Hundeseelen muss man verstehen
Stattdessen geht es ihr um Aufklärung. Aus Unsicherheit oder falschen Informationen – wie sie meint, auch verschuldet durch die TV Sendungen – seien so viele Menschen mit dem Verhalten ihrer Hunde überfordert und unglücklich. Daraus folgernd wurde sie immer mehr zum „Sprachrohr“ der Hunde. Sie half in Folge Hundehaltern, ihre Hunde zu verstehen, und in Tierheimen konnte sie „schwer zugängliche Hundeseelen aus ihren Angstzuständen holen und ihnen helfen, ihre traumatischen Erlebnisse nicht weiter zu verfestigen.“
Hundecoach mit Mission
Aktuell ist sie seit April mit ihrem Wohnwagen und ihrer 14-jährigen Hündin Möhrchen, die sie aus einem Tierheim geholt hat, in Spanien unterwegs. Sie begleitet das Mensch-Hundeteam mit einem intensiven und ganzheitlichen, natürlich individuellen Coaching. Sie gibt Infoabende und bietet dank ihres Wohnwagens, eine mobile Hundebetreuung mit Training an. Es gibt verschiedene Kurse an und in naher Zukunft auch Seminare, die sie gemeinsam mit renommierten Dozenten und Referenten abhält. Diese sind für Trainer und interessierte Hundehalter gedacht. Auch Aufklärung in Schulen und Kindergärten liegt ihr am Herzen: “Denn gerade bei den Kindern ist es wichtig die Weichen der Achtsamkeit und des Respekts richtig zu stellen. Tierschutz beginnt in meinen Augen schon dort!”

Andrea Keller mit Möhrchen

Training mit Belohnung
Ihr Erziehungsmodell basiert auf der Philosophie das gute Verhalten zu verstärken. Im richtigen Moment mit der richtigen Belohnung. Sie arbeitet ohne jegliche Straf- oder Schreckreize. Mit liebevoller Konsequenz und dem Markersignal hat sie stattdessen ein schnelles und verständliches Trainingskonzept erarbeitet. „Man muss nicht die Symptome bekämpfen, sondern den Ursprung ermitteln und beheben.“ Dafür erstellt sie zunächst sozusagen eine Anamnese: sie beobachtet das Tier, fragt seinen Halter und lässt sich die Probleme erklären. Darauf folgt das Coaching. „Meine Erfahrung hat gezeigt, dass ich in der Regel zwei bis fünf Treffen benötige. Dann lasse ich die Hundehalter mit Lesestoff und sehr viel Imput allein, bin aber jederzeit für Fragen erreichbar.“ Nach ein paar Wochen kommt sie zur Kontrolle und zum Vertiefen wieder.

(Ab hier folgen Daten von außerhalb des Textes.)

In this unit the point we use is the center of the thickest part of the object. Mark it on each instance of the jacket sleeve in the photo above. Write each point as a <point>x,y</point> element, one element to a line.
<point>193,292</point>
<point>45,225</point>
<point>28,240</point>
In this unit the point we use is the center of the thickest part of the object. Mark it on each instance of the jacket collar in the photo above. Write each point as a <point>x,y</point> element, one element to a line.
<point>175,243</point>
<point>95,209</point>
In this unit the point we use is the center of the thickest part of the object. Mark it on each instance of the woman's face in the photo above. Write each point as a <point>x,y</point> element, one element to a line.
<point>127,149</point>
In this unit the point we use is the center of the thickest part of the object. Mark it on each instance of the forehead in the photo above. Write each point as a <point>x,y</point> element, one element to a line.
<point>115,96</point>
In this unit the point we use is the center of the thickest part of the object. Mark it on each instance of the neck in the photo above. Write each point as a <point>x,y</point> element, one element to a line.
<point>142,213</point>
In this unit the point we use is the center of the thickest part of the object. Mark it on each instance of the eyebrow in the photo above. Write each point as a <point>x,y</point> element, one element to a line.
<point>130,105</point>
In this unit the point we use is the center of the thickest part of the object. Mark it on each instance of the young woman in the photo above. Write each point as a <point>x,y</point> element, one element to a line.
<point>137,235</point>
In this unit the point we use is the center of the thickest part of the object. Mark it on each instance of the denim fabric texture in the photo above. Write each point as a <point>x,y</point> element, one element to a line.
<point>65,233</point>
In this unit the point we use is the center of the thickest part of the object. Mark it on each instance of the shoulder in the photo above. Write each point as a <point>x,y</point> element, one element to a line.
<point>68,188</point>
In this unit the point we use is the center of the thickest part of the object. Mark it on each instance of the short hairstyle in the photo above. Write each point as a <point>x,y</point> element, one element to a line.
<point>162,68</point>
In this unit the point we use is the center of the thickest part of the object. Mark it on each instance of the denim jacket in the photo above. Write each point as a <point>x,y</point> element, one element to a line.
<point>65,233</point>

Unterschiede Deutschland-Spanien?
In Spanien hinke man in der Hundeerziehung ein wenig hinterher, meint Andrea Keller. „Hier wird immer noch, wie vor 20 Jahren, an der Leine geruckt und gerissen. Eine völlig veraltete Methode. Das man mit Gewalt oder Druck nur oberflächlich etwas verändert, wird nicht mitgeteilt.“ Die Emotionen würden bleiben und der Hund folgt lediglich aus Angst vor der Strafe. Das macht gerade bei Angsthunden mehr kaputt, als man sich vorstellen kann.“ Stachelhalsbänder und sonstige sogenannte „Erziehungshilfen“ lehnt sie somit auch komplett ab. „Man muss die Bedürfnisse aus der Sicht der Hunde sehen. Achtsamkeit ist so unglaublich wichtig. Denn nur wenn ich eine gesunde und enge Bindung zum Tier habe, kann ein Training Erfolg haben.“ Als Hundecoach betreut sie übrigens alle Rassen.
Haus- und Hundesitting
Möglich ist auch eine Kombination von Haus- und Hundesitting oder -training. „Oft kann man den Hund nicht mit in den Urlaub nehmen. Aber viele Hunde bekommen ohne ihre Besitzer Angst, verweigern das Essen, kommen aus der Tierpension verstört zurück. Da ist eine erfahrene Betreuung wichtig und alles bleibt so, wie es der Hund gewohnt ist. Stressfrei.“ Bei Bedarf erfolgt zusätzlich ein Training für den Hund, und das Haus ist bewohnt und wird gleichzeitig „bewacht“.